Там, шепнул Санька, тлеет трава. От того дым идёт. Нет там масла кипящего. И отвяжусь я от него очень легко. Остальное правда. Хочешь верь, хочешь нет. Но побью я вас всех. Лучше вам и не пробовать. Спроси моих лесорубов.
Мужик смотрел на Саньку своими белёсыми глазами, а парень смотрел в глаза ему. Переглядки продолжались какое-то время.
Они должны быть наказаны, ибо воры, сказал Санька. Я завтра приду к вам в село и выкраду говок1. То ладно будет?
Мужик крутнул головой.
Вот так-то. А то, что приехали за ними, так забирайте, но по десять плетей каждому обещай. Нет, я пятьдесят отмерю. Каждому из вас. Когда войска государевы придут, всё село высеку, коли не исполнишь. Обещаешь?
Обещаю, буркнул мужик.
* * *
Остров в длину имел пятьсот метров, в ширину двести пятьдесят. Правая протока была своего рода перетоком. Когда речка переполнялась, то сливалась поверх правой плотины. Вот эту протоку Санька и придумал перекрыть мостом по выходу из-за острова, соединив остров с правым берегом мостом, лежащим на деревянных быках. А мост тот превратить в широкую разгрузочную пристань.

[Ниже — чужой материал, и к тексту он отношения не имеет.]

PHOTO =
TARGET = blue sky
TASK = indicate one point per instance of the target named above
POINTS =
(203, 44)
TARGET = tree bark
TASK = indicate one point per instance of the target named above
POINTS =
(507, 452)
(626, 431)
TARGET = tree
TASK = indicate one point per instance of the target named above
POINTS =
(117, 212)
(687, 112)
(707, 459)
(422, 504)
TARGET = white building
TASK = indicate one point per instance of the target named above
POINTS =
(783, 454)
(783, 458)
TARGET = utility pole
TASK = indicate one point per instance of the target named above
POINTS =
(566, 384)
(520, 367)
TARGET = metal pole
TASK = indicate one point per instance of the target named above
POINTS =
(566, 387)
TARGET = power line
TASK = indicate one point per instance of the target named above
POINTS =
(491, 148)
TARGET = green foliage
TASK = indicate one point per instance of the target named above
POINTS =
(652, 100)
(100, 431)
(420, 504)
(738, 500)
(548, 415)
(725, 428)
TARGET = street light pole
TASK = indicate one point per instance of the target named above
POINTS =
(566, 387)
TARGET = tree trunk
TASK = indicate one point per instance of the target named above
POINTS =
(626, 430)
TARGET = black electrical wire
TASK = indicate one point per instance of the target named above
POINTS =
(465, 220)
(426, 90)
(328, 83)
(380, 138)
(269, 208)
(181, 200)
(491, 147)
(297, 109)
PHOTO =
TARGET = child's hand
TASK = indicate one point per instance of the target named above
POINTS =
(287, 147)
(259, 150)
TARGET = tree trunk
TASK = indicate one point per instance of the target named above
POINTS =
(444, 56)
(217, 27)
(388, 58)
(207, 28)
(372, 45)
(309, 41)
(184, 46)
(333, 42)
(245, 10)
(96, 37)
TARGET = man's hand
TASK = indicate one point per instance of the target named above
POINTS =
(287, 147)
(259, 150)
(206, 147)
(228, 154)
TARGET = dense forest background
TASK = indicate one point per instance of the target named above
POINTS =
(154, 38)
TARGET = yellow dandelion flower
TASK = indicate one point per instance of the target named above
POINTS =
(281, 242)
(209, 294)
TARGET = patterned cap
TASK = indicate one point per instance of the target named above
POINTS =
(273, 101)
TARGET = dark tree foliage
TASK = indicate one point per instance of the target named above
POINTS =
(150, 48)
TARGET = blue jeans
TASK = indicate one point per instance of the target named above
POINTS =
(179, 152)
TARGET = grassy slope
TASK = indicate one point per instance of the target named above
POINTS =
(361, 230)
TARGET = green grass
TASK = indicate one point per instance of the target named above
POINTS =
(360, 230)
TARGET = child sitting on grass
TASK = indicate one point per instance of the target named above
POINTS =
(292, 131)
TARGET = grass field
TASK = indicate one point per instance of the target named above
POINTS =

С этого работа селян и началась. Собирали срубы прямо на воде, наполняя камнем. На двести метров построили сорок быков. Была бы зима, было бы проще строить срубы на льду, но и сейчас к строительству на воде скоро приладились и к августу двухсотметровый причал был готов.
На острове плетёными корзинами с камнем укрепили берег и на северной оконечности начали строить крепостную каменную башню. Рук на всё не хватало, хотя Варвара объездила все городки и выселки аж до самого Балтийского моря.
Лесорубов, кои после доставки леса, переходили в разряд плотников и в подчинение Саньки, долго не понимали сей метаморфозы и не принимали Саньку за вождя до тех пор, пока из Ивангорода не прибыл сам Новгородский воевода Григорий Андреевич Куракин.
Куракин Саньку знал лично ещё по Коломенскому, где принимал от царя Новгородское воеводство. В самом Ивангороде постоянного воеводы не было, вот Куракин и совмещал в себе сразу несколько должностей.
Доброе дело ладишь, Александр Мокшевич, сказал Куракин, оглядев стройку. Ливонцы препоны чинят у своих берегов, насупротив Ивангорода, а здеся место для товарного склада и для гостиных дворов отличное. Говорят, ты и дорогу по болотам сладил?
Санька напрягся. Про тех кикимор, что вперёд его отряда ушли он помнил, но что они что-то учинили из того, что обещали, не знал. Проверить возможности не было.
Я той дорогой не шёл. Людишек послал, а сам с лесорубами прибыл. Побили отряд наш разбойнички. Почитай один и вырвался.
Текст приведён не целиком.